Output — one STABLE record per URL (ok and error rows share the shape)

{
"status": "ok",
"requested_url": "...",
"final_url": "...",
"http_status": 200,
"found": true,
"complete": true,
"page_type": "rich-eligible",
"source": "json-ld",
"detected_types": ["Product", "Offer", "AggregateRating", "BreadcrumbList"],
"entities": [
{
"type": "Product",
"source": "json-ld",
"required_missing": [],
"recommended_missing": ["offers.shippingDetails", "offers.hasMerchantReturnPolicy"],
"rich_result_eligible": true,
"errors": []
}
],
"rich_result_eligible_types": ["Product", "BreadcrumbList"],
"validity_score": 88,
"aeo_signals": {
"has_faq": false,
"has_howto": false,
"has_breadcrumb": true,
"has_article_meta": false,
"answer_upfront": false
},
"fixes": [
"Product.offers.priceCurrency missing — add ISO 4217 code for merchant listing eligibility."
],
"extracted_at": "2026-06-04T..."
}

Field guide

  • detected_types — every distinct schema.org @type found (JSON-LD + microdata, @graph and nested types flattened in, deduped, first-seen order).
  • entities[] — one per recognized typed node: its required_missing, recommended_missing, rich_result_eligible, and hard errors (malformed date, rating out of range, non-numeric price, breadcrumb < 2 items, conditional-required miss).
  • rich_result_eligible_types — types where at least one entity fully passes Google's REQUIRED props for a live rich result.
  • validity_score — integer 0-100. REQUIRED-coverage dominates (80%), RECOMMENDED is bonus (20%), hard errors subtract. Capped at 79 until at least one type is rich-result eligible (so a page can't score "green" without a real, eligible type). 0 when nothing is found.
  • aeo_signalshas_faq, has_howto, has_breadcrumb, has_article_meta, answer_upfront (answer-first content ≤300 chars) for Answer-Engine Optimization.
  • fixes[] — concrete, prop-level remediation naming Type.property + why it matters.
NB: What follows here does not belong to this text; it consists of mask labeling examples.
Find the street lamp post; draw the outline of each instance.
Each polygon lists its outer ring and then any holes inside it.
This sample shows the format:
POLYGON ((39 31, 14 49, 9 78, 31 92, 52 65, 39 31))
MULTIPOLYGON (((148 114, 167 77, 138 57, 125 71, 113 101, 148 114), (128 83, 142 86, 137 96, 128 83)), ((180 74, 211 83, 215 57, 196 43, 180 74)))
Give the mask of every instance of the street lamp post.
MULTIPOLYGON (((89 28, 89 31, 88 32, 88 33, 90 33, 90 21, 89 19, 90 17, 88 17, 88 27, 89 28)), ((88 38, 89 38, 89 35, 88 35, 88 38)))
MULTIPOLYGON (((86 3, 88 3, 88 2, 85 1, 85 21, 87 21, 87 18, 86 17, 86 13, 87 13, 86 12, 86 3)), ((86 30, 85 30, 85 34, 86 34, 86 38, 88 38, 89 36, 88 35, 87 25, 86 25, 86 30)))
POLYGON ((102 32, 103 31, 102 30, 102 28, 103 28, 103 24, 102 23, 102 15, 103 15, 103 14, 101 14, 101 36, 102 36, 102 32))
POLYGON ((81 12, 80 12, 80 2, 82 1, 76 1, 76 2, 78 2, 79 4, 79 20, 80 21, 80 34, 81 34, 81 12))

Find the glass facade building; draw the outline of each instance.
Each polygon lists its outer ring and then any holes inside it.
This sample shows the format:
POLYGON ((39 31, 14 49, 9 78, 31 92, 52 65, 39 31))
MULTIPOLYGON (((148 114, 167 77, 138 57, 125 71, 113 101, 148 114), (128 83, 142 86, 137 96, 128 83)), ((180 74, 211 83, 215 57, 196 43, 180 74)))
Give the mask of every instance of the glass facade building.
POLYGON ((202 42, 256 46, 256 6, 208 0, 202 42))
found / complete semantics

  • found = true iff ≥1 entity exists with a recognized non-empty schema.org @type (JSON-LD or microdata). A page with only <title>/OpenGraph, or only empty {} / @type-less nodes ⇒ found = false (never overbills).
  • complete = true iff at least one type is rich_result_eligible. HowTo (deprecated) and bare FAQPage never make a page complete on their own.

Run locally / test

npm install
npm test # 60 unit tests on the pure validator (node:test) — rich-result rules + edge cases

Publish to Apify (account-holder's step)

$npm install -g apify-cli && apify login && apify push

Notes / safety

  • SSRF-guarded, robots-respecting, rate-limited, cost-capped (shared src/lib/actor_runner.js).
  • Stores only derived validation results — no raw page bodies.
  • HTML-only: client-rendered pages that inject JSON via JS return found:false with render_required:true. Core logic in src/validate.js (pure, deterministic, unit-tested).
  • Validation rules web-verified against developers.google.com/search/docs structured-data docs (June 2026).